The Justice Advisory Committee provided county commissioners 93 recommendations for improving the jail facility, policies and procedures. The report indicated the jail typically housed double the number of its design capacity, which in the early 1990s was 443, and needed dozens of additional staff members.

Story continues after jail report.

The jail held 727 inmates on Wednesday, according to county records.

“We recognize that, while in compliance with the majority of standards set by the Bureau of Adult Detention and accredited by the American Correctional Association, we are overcrowded,” Decker said. “This overcrowding prevents us from providing the level of care and services we need to provide vital treatment services to the jail population.”

As many as half of inmates have chronic medical conditions, roughly 40% are on psychotropic drugs for severe mental health conditions and 40% to 60% of all inmates are immediately placed on detox protocols for substance abuse, according to Montgomery County Sheriff Rob Streck.

“The current jail design does not support treatment services, because the jail we are using is designed to meet the individuals’ needs decades ago,” he said. “A lot has changed.”

A jail is still a jail and the wrong place for those with substance use disorders or mental illness, said Theresa G. Haire, a Montgomery County public defender.

“They know they are in jail and they are at the whim of whomever is working that shift when they need emergency help,” she said. “Making a special wing in the jail to house them is not the way to solve the problem.”

The Montgomery County Jail Coalition is concerned that the county will focus on increasing capacity without looking at policies and programs that might divert people from jail, such as bail reform, citation in lieu of arrest and community-based treatment.

“Spending millions in taxpayer money without putting in place common sense justice reforms will only result in another facility plagued by abuse,” said coalition member Joel R. Pruce, an associate professor of human rights studies at the University of Dayton.

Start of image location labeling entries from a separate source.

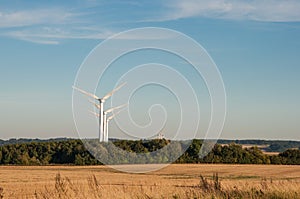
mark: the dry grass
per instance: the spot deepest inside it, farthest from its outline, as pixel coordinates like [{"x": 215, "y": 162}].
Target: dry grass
[{"x": 174, "y": 181}]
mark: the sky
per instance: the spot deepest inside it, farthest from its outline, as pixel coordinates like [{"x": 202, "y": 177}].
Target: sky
[{"x": 254, "y": 43}]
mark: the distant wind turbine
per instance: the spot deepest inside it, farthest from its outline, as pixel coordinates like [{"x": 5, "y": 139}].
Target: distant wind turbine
[
  {"x": 100, "y": 106},
  {"x": 107, "y": 119}
]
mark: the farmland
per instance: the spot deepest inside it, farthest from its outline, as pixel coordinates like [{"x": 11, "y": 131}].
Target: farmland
[{"x": 173, "y": 181}]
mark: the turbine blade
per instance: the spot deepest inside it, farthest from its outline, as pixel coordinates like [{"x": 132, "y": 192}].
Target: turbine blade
[
  {"x": 97, "y": 105},
  {"x": 114, "y": 108},
  {"x": 86, "y": 93},
  {"x": 112, "y": 116},
  {"x": 108, "y": 95},
  {"x": 94, "y": 113}
]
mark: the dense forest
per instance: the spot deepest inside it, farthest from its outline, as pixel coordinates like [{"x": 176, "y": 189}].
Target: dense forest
[
  {"x": 271, "y": 145},
  {"x": 74, "y": 152}
]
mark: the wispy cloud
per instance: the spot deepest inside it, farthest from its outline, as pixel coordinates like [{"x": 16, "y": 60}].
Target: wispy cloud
[
  {"x": 35, "y": 17},
  {"x": 258, "y": 10},
  {"x": 48, "y": 35}
]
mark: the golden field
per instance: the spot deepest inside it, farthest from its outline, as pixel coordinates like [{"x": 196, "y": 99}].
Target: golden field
[{"x": 173, "y": 181}]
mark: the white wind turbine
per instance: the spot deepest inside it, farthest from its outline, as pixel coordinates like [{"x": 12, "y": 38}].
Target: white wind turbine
[
  {"x": 106, "y": 124},
  {"x": 107, "y": 119},
  {"x": 100, "y": 106}
]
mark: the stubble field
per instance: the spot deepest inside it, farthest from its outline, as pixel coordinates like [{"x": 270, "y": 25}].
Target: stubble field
[{"x": 173, "y": 181}]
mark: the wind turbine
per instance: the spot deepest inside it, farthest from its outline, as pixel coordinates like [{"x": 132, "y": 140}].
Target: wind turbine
[
  {"x": 106, "y": 124},
  {"x": 106, "y": 120},
  {"x": 100, "y": 106}
]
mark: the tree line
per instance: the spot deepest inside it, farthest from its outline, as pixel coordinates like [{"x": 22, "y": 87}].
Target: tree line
[{"x": 74, "y": 152}]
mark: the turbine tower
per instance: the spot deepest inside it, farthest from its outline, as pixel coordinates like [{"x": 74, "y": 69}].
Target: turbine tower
[
  {"x": 106, "y": 120},
  {"x": 106, "y": 124},
  {"x": 100, "y": 106}
]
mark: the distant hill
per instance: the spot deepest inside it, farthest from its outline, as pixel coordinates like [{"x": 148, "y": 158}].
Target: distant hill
[
  {"x": 269, "y": 145},
  {"x": 71, "y": 151},
  {"x": 28, "y": 140}
]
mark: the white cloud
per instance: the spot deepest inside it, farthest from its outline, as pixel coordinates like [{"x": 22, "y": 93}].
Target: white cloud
[
  {"x": 35, "y": 17},
  {"x": 50, "y": 35},
  {"x": 258, "y": 10}
]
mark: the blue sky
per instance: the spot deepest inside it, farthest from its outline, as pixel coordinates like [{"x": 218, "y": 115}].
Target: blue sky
[{"x": 255, "y": 45}]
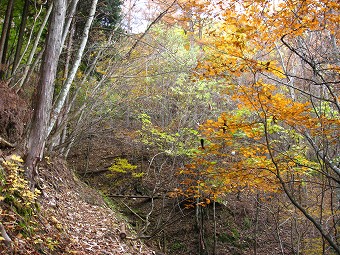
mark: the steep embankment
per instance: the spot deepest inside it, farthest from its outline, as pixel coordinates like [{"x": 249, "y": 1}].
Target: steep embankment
[{"x": 72, "y": 219}]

Decker said the county agrees that bail reform and other diversion programs could be used to minimize the jail population, but those measures require state legislation.

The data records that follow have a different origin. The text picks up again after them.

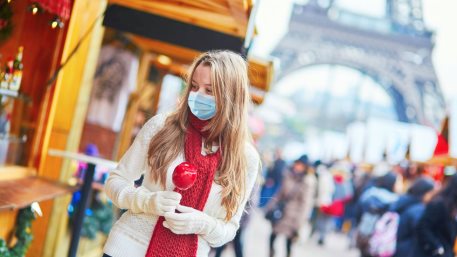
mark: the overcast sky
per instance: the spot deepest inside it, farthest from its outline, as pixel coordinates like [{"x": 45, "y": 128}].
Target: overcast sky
[{"x": 440, "y": 16}]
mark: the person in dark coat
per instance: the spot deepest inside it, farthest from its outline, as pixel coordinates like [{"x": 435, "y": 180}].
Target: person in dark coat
[
  {"x": 437, "y": 229},
  {"x": 273, "y": 179},
  {"x": 410, "y": 208}
]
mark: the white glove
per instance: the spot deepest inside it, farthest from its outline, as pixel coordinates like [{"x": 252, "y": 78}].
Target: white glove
[
  {"x": 189, "y": 221},
  {"x": 161, "y": 202}
]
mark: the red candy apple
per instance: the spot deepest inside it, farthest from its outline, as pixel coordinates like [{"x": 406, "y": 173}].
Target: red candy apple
[{"x": 184, "y": 175}]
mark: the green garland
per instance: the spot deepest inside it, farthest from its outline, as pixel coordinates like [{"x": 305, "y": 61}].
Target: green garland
[
  {"x": 23, "y": 234},
  {"x": 6, "y": 24}
]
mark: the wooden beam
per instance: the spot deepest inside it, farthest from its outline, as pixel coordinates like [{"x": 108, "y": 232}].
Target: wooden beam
[
  {"x": 177, "y": 53},
  {"x": 222, "y": 22}
]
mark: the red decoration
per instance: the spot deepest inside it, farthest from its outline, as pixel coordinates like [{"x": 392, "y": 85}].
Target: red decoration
[
  {"x": 442, "y": 146},
  {"x": 184, "y": 175},
  {"x": 60, "y": 8}
]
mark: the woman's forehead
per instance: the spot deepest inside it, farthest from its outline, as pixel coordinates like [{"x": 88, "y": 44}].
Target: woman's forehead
[{"x": 202, "y": 74}]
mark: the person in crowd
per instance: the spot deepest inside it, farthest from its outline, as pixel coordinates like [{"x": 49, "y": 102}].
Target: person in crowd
[
  {"x": 273, "y": 179},
  {"x": 373, "y": 203},
  {"x": 324, "y": 197},
  {"x": 342, "y": 193},
  {"x": 410, "y": 208},
  {"x": 209, "y": 130},
  {"x": 437, "y": 228},
  {"x": 297, "y": 193}
]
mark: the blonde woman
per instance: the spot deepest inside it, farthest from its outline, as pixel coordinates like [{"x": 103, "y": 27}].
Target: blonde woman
[{"x": 208, "y": 129}]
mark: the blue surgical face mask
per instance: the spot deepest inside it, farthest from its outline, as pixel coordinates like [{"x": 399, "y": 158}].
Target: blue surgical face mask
[{"x": 202, "y": 106}]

“We are hoping they are bringing those up to the appropriate people in Columbus,” she said.

The jail population can be limited to 450 and the coronavirus pandemic provided a perfect example when area jurisdictions avoided booking non-violent individuals to thwart spread of the disease,Haire said.

“There wasn’t mayhem in the streets. The crime rate didn’t go up. Everything was okay,” she said. “It’s okay to let non-violent people out of jail. To keep them as some of our misdemeanor courts do for not paying off fines, or whatever the issue is, is wrong and it’s dangerous.”